We had reached the major blind turn, mid-way to Panchgani, where the road turns in a hair pin in its upward climb. Many boards are erected there, warning the drivers to go slow as it’s a major accident spot.
“Then the car got out of control and cannoned into a tree, and then bounced away into the ravine, ricocheting off the numerous rocks.” The shadow said, pointing towards the glowing villages at the foot of the mountain. “I was thrown out of the moving vehicle and felt my head held in an iron grasp by the creatures in the car. I saw my body sailing through the flying car and then it vanished somewhere into the thickets over there. my head was still in the steel vice of the creature.” He stopped and turned toward me. Suddenly the night was silent. The incessant chirping of crickets became inaudible and the rustling of leaves by the breeze was muffled. In the dead silence of the night, the stranger whispered, “It was a horrible death! I don’t think that you can imagine yourself without a head, can you?”

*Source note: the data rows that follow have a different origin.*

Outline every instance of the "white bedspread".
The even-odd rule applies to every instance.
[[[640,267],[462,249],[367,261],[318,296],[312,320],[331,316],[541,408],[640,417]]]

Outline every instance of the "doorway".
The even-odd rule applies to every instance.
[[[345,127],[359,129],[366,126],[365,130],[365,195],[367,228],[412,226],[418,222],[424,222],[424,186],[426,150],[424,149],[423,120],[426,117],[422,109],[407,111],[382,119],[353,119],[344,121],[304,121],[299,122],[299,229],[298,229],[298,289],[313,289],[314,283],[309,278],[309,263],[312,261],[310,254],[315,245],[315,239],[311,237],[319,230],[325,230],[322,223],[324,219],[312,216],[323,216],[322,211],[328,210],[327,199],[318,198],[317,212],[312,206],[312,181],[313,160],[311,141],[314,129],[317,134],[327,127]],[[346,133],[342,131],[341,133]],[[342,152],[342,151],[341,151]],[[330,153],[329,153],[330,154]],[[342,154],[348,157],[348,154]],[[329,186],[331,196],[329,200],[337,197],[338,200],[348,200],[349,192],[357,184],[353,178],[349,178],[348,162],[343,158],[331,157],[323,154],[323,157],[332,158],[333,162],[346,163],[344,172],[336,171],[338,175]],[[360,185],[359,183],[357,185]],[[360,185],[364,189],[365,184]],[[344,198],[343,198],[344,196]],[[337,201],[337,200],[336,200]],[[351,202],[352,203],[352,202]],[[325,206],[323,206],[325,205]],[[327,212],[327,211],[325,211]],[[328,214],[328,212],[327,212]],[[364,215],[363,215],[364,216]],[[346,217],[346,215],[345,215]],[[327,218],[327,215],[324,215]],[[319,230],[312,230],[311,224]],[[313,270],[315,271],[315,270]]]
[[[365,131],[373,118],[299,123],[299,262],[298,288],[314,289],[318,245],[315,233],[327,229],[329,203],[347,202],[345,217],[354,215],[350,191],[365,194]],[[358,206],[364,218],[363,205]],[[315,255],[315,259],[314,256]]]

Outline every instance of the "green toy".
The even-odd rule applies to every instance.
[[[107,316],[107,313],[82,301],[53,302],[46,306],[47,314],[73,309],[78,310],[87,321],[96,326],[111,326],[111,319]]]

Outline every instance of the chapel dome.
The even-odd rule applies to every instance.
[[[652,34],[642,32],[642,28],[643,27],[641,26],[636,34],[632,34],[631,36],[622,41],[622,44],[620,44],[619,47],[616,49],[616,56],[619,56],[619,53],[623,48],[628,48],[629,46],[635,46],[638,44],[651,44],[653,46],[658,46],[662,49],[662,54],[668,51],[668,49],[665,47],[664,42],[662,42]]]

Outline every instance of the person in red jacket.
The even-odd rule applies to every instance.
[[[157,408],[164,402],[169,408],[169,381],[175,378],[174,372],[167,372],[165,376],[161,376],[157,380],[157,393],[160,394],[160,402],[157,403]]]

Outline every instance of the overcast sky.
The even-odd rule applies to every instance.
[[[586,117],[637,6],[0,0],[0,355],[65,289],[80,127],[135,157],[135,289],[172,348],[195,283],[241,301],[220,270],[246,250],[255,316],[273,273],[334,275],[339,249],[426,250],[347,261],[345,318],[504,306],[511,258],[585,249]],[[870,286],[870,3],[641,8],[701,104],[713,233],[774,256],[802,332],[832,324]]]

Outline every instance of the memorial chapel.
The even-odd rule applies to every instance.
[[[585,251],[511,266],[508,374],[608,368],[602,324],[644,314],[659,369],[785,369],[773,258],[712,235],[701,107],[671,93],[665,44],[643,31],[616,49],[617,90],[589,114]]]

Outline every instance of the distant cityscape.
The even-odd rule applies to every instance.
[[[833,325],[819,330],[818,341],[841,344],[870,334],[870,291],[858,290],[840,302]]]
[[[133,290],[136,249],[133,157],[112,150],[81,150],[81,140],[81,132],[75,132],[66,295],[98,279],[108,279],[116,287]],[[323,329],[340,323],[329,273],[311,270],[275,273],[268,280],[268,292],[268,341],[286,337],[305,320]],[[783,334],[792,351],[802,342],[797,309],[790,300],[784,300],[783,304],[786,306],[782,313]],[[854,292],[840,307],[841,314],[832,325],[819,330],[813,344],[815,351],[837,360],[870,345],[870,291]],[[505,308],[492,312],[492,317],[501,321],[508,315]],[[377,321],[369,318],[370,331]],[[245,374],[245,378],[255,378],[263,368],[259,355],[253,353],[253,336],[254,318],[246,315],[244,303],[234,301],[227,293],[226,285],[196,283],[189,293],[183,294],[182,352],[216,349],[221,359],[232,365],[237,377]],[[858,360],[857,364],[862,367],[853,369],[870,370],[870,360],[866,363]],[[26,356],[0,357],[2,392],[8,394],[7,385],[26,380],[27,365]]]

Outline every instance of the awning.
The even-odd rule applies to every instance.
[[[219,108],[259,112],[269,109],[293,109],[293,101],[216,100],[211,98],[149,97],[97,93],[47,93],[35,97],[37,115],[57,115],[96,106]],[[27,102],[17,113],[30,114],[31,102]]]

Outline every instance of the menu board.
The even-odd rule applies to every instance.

We had stopped under a huge tree. He was standing in moonlight, his facial features barely visible.
“Like this?” I pulled out my head, kept it on my palm and walked towards my new friend.
He looked at the grinning head on my palm for a second, then screamed hysterically and fell down. He tried to crawl away from me. The face on my palm was animated with a malevolent laughter and my headless torso was heaving with it. The stranger tried to scramble away and then stumbled at the low parapet. He fell over in the ravine, his terrified screams waking up the sleeping birds.
He was trying to scare a ghost! The comedy of the situation overwhelmed me and I laughed like a maniac. A high pitched ultrasonic laughter, which only bats could hear and shiver in fear. I cackled in monstrous laughter and rose above those ghats like a giant and invisible bat. I saw a couple of dark figures crawling out of the woods. May be the friends of this practical joker, who may have been wondering why was he talking to no one! I rode the wind to St Patricks cemetery in Panchgani.
366. After all, this is a leap year!